It was a rough opening night for Tyrese Maxey. While it’s a new season, the game had a familiar feel from how the team looked last season without Joel Embiid.
One percent better every day has been Tyrese Maxey’s motto his entire career. At every exit interview or post-playoff exit elimination press conference, Maxey’s mantra is that he wasn’t good enough, and that he needs to get 1% better every day.
While he didn’t use those exact words, that was the theme for Maxey after the Sixers’ 124-107 loss to the Milwaukee Bucks on opening night.
While Maxey led the Sixers minus Joel Embiid and Paul George in scoring for the night with 25 points, he wasn’t able to do so with any sort of efficiency. He shot a whopping 10-for-31 from the field and just 2-of-9 from three-point range.
On top of struggling to hit shots consistently, Maxey had some timely misses that squashed any hope of going on a run to make the game competitive. He got blocked at the rim by Brook Lopez, something he admitted he did way too much of, that stopped a Sixers’ run in the third, he also missed a three in the fourth that ended a run that saw them cut the lead to 14.
Maxey didn’t seem all that concerned with one off shooting night. He didn’t feel like he was pressing, but still felt like he was trying to do too much.
“I’d say it’s more being extremely aggressive, I’d agree with that. I feel like I played a little bit too fast,” he said after the game.

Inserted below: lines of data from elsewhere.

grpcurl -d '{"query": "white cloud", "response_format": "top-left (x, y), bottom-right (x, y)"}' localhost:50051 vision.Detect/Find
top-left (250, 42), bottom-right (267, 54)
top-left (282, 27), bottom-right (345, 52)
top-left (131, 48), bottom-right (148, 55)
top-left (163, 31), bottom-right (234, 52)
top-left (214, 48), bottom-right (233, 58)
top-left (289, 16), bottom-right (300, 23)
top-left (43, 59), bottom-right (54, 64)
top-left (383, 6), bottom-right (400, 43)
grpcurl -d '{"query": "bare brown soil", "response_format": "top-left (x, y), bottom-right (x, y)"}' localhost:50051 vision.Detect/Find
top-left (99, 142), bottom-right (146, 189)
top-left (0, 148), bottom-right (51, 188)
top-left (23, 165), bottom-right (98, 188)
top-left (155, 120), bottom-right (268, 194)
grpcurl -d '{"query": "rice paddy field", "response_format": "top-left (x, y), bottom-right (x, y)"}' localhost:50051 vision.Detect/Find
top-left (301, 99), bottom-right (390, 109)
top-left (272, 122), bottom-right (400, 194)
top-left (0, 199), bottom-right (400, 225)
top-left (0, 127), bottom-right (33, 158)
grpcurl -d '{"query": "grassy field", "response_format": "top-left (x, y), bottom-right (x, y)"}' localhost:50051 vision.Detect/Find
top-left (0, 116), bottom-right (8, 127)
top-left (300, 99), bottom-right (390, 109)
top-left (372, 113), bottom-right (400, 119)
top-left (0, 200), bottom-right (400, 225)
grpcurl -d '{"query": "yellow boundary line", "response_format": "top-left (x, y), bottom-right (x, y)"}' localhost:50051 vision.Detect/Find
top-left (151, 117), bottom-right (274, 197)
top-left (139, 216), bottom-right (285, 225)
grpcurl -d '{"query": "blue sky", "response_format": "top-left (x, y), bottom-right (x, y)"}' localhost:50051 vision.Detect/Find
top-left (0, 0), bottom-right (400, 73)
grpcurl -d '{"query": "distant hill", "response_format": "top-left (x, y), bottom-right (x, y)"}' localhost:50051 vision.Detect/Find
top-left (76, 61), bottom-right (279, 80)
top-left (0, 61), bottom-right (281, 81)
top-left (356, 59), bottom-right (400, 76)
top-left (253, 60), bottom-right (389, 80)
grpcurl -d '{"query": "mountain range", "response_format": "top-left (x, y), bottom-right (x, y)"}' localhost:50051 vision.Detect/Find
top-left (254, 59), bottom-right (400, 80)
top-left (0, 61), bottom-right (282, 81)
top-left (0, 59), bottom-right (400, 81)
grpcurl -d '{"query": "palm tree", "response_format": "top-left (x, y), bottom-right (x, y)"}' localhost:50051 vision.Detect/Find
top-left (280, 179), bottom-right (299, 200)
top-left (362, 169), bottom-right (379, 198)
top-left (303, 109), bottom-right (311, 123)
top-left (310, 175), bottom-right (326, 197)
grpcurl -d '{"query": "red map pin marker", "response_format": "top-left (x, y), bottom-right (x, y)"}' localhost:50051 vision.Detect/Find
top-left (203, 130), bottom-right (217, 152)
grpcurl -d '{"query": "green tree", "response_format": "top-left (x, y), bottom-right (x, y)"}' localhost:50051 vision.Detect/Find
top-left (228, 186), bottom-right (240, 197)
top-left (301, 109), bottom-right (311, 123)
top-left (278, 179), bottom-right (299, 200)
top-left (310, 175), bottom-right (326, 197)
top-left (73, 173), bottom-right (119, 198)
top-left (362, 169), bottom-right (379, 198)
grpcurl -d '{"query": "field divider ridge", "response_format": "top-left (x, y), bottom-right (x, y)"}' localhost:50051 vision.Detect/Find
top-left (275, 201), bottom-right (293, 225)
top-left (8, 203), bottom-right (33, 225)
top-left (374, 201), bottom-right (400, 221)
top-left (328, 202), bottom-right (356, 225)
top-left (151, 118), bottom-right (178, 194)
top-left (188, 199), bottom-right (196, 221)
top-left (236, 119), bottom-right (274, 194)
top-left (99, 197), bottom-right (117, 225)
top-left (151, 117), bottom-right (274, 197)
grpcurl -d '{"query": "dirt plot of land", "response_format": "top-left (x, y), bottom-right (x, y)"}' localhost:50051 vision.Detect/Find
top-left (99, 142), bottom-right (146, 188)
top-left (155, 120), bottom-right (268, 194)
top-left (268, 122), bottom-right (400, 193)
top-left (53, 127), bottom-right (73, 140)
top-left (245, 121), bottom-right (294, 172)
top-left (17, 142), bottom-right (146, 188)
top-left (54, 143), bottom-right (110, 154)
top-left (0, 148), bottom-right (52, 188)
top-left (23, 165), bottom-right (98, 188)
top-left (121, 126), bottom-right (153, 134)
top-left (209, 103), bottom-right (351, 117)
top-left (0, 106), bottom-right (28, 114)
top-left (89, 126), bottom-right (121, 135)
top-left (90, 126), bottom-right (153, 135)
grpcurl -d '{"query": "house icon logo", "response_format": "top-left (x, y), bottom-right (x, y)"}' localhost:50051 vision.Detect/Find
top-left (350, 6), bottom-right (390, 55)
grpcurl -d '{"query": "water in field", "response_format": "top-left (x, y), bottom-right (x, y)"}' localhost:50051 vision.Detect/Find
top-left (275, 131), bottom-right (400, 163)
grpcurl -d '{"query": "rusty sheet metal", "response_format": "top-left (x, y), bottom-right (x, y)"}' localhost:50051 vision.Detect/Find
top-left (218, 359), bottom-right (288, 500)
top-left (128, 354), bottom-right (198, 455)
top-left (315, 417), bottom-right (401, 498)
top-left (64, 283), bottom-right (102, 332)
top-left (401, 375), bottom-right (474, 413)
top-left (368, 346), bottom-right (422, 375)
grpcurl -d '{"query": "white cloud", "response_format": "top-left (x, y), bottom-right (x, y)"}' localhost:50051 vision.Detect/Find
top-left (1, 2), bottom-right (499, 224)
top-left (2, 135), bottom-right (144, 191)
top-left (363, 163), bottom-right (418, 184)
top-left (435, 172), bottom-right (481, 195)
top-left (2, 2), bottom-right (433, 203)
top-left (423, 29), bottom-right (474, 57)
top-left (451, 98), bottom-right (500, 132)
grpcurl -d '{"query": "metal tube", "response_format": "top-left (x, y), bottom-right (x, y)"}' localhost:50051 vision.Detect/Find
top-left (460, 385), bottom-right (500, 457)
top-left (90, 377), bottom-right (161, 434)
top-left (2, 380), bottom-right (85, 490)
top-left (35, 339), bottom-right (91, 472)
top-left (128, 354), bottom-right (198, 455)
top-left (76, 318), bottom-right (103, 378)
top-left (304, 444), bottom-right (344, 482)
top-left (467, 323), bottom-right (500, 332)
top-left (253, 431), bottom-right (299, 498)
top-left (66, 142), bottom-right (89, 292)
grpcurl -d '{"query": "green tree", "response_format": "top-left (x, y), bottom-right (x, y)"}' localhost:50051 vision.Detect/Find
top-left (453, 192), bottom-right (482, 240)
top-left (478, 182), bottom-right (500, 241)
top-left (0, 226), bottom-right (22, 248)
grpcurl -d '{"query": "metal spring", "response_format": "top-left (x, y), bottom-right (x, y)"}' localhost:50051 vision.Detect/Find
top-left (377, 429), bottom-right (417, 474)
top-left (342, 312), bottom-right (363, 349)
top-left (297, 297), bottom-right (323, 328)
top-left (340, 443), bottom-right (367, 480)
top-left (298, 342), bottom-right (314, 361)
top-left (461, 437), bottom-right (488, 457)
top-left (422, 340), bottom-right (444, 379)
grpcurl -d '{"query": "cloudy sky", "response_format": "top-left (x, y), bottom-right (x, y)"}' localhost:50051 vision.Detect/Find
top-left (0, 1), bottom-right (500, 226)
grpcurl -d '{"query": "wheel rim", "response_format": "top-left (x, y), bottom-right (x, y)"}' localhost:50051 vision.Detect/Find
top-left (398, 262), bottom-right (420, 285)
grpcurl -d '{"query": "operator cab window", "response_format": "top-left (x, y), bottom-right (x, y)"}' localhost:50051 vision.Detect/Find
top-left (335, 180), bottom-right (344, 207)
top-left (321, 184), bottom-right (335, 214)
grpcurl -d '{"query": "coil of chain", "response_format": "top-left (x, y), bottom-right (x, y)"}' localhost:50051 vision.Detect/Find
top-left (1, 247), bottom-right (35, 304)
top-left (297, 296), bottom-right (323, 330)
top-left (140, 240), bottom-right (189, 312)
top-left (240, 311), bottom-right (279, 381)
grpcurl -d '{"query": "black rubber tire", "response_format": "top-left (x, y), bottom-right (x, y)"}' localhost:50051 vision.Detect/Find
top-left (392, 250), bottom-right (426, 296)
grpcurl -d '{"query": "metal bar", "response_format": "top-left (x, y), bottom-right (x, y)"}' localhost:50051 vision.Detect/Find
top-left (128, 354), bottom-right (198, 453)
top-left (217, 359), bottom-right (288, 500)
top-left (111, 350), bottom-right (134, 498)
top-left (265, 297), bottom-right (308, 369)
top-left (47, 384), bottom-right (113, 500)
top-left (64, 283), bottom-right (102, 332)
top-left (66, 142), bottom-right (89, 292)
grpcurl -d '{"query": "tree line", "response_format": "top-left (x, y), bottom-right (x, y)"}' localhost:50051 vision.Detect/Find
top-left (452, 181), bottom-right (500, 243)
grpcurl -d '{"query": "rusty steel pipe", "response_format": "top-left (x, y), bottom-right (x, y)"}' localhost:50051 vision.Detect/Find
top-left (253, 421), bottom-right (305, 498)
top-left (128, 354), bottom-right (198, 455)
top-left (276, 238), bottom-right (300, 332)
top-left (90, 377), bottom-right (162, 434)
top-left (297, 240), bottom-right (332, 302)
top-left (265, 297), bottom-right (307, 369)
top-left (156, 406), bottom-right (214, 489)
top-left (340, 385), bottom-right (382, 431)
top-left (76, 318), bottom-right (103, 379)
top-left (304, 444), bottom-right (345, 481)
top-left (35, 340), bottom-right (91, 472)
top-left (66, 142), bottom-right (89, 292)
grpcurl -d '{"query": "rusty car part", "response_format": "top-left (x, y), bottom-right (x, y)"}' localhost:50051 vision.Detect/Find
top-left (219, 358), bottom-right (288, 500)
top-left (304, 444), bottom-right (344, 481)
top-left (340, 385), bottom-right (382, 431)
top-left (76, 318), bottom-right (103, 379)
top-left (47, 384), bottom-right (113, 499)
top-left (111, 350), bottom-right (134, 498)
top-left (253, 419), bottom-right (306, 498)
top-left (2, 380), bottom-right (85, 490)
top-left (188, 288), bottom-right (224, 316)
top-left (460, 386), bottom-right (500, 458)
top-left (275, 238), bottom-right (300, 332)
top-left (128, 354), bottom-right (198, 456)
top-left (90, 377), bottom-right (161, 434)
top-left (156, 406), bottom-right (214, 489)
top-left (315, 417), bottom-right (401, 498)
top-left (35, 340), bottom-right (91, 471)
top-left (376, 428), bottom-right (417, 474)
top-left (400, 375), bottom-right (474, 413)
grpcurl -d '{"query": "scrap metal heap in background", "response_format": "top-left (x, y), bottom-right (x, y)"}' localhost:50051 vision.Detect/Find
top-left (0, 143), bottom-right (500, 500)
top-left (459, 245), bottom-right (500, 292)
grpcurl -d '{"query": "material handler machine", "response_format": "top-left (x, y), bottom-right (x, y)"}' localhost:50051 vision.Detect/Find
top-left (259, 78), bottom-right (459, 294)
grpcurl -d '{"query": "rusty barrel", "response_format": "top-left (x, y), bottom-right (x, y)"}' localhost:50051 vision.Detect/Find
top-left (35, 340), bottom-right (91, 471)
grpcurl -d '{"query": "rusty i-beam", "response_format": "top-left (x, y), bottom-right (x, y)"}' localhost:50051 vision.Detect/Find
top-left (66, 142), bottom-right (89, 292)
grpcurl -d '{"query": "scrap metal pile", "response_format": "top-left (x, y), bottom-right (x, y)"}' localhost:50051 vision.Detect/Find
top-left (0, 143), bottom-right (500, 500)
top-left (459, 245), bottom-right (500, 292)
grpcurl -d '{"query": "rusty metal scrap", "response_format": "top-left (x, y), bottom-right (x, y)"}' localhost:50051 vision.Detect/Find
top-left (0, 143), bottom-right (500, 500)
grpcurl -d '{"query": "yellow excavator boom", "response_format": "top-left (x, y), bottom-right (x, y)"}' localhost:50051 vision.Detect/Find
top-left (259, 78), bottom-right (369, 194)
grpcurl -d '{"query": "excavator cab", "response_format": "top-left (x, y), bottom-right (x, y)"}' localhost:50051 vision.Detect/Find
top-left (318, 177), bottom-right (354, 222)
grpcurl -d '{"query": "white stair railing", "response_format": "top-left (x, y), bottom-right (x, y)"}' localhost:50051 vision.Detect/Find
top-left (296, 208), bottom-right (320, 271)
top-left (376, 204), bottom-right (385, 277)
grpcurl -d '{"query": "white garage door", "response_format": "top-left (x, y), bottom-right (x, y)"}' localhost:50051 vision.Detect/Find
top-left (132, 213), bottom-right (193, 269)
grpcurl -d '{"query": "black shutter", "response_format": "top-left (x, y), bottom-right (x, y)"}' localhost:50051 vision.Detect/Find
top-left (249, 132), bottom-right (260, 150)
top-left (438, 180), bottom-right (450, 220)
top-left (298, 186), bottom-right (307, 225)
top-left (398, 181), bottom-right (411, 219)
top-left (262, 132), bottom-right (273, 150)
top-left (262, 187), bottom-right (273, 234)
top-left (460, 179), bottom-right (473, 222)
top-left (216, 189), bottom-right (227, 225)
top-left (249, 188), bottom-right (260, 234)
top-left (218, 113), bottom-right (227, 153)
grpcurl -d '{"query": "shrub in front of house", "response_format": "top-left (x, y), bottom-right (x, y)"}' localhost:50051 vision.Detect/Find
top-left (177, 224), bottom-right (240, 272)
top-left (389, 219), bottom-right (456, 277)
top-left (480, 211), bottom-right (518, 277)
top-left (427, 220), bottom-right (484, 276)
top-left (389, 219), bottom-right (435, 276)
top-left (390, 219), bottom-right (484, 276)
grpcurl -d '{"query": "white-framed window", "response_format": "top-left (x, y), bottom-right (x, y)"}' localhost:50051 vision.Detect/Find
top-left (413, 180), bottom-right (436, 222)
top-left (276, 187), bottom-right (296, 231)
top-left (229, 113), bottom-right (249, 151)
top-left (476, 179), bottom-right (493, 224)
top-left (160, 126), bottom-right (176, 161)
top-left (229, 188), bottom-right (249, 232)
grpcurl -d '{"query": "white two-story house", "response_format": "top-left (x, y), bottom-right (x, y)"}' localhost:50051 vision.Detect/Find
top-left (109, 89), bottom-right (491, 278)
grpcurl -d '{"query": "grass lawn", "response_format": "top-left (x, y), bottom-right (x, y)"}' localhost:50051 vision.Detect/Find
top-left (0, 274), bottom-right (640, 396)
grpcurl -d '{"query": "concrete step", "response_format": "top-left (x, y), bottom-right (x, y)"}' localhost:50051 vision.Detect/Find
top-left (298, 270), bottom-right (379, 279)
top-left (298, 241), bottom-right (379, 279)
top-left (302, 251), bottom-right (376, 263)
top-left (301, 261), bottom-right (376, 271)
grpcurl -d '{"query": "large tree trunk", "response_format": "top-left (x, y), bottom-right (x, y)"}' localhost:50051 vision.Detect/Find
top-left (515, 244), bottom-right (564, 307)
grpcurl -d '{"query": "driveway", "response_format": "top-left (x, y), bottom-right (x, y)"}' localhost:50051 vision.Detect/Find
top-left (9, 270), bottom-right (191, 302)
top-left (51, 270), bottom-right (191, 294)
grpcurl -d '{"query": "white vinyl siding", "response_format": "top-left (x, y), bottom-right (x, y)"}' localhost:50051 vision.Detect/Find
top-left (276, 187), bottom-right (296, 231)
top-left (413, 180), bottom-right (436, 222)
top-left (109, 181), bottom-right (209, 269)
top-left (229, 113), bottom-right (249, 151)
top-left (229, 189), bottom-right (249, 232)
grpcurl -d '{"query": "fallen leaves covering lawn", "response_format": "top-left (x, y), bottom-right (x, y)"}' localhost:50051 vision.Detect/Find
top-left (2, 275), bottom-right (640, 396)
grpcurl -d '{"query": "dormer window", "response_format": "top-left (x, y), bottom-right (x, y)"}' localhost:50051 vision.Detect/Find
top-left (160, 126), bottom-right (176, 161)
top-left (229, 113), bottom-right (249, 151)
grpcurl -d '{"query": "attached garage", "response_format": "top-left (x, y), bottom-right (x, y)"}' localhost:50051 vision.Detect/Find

He explained that on top of missing shots he normally makes, he was trying to blow by straight to the rim as opposed trying to methodically beat Milwaukee’s coverages.
“I can live with that, I know that will happen less than often, because of the work,” he said after the loss.
Maxey’s overall body of work backs that all up. This was one off night for him, one that wouldn’t even look like an off-night if a couple shots didn’t rim out and he got a couple more foul calls.
Still, Wednesday night was an all too familiar sight for both Maxey and the team’s performance, specifically on nights without Joel Embiid in the lineup.
This season’s opener might have been a rerun of any game from last season post-January. The only Sixers who could create anything off the dribble were Maxey and Kelly Oubre Jr., and neither of them possess the playmaking ability yet to sustainably create quality shots for their teammates as well as themselves. They certainly can’t against a defense as big as Milwaukee’s.
The Sixers are wise to prioritize the health of Embiid and George throughout the regular season, but they’ll have a very hard time getting through the regular season playing like the team that went 11-18 after Embiid’s knee injury in Golden State last January.
Maxey has played enough games with Embiid sidelined to no longer use that as an excuse.
“I’m not about to sit here and say that just because Jo was out we played bad,” he said. “We’ve been without Jo all preseason, all training camp, for the most part.”
He knows that this team needs to find other ways to win as well, explaining as much in maybe the most frustrated he’d had ever been as a Sixer in a postgame press conference.
“Us winning cannot solely be on Joel Embiid, it just can’t,” he said, “there’s no championship team that’s solely like [that].”
Obviously, the injury of George has complicated things. While the team may have been banking on nights where only two of the three stars are available, going down to one right as the season got underway threw a wrench into things.
Still, it seems that the team will be almost as cautious with his availability as they will with Embiid’s. That gives the Sixers another big choice for the regular season: stagger Embiid and George’s rest days, or play them together to build up their chemistry.
Of course if they go with the second option, that would still leave plenty of games where Maxey is left with quite a heavy offensive burden. It’s a tricky situation, certainly one without a clear right answer.
What is clear, though, is that if Maxey is asked to do it all like he was last year, the Sixers will once again be fighting to stay out of the Play-in tournament.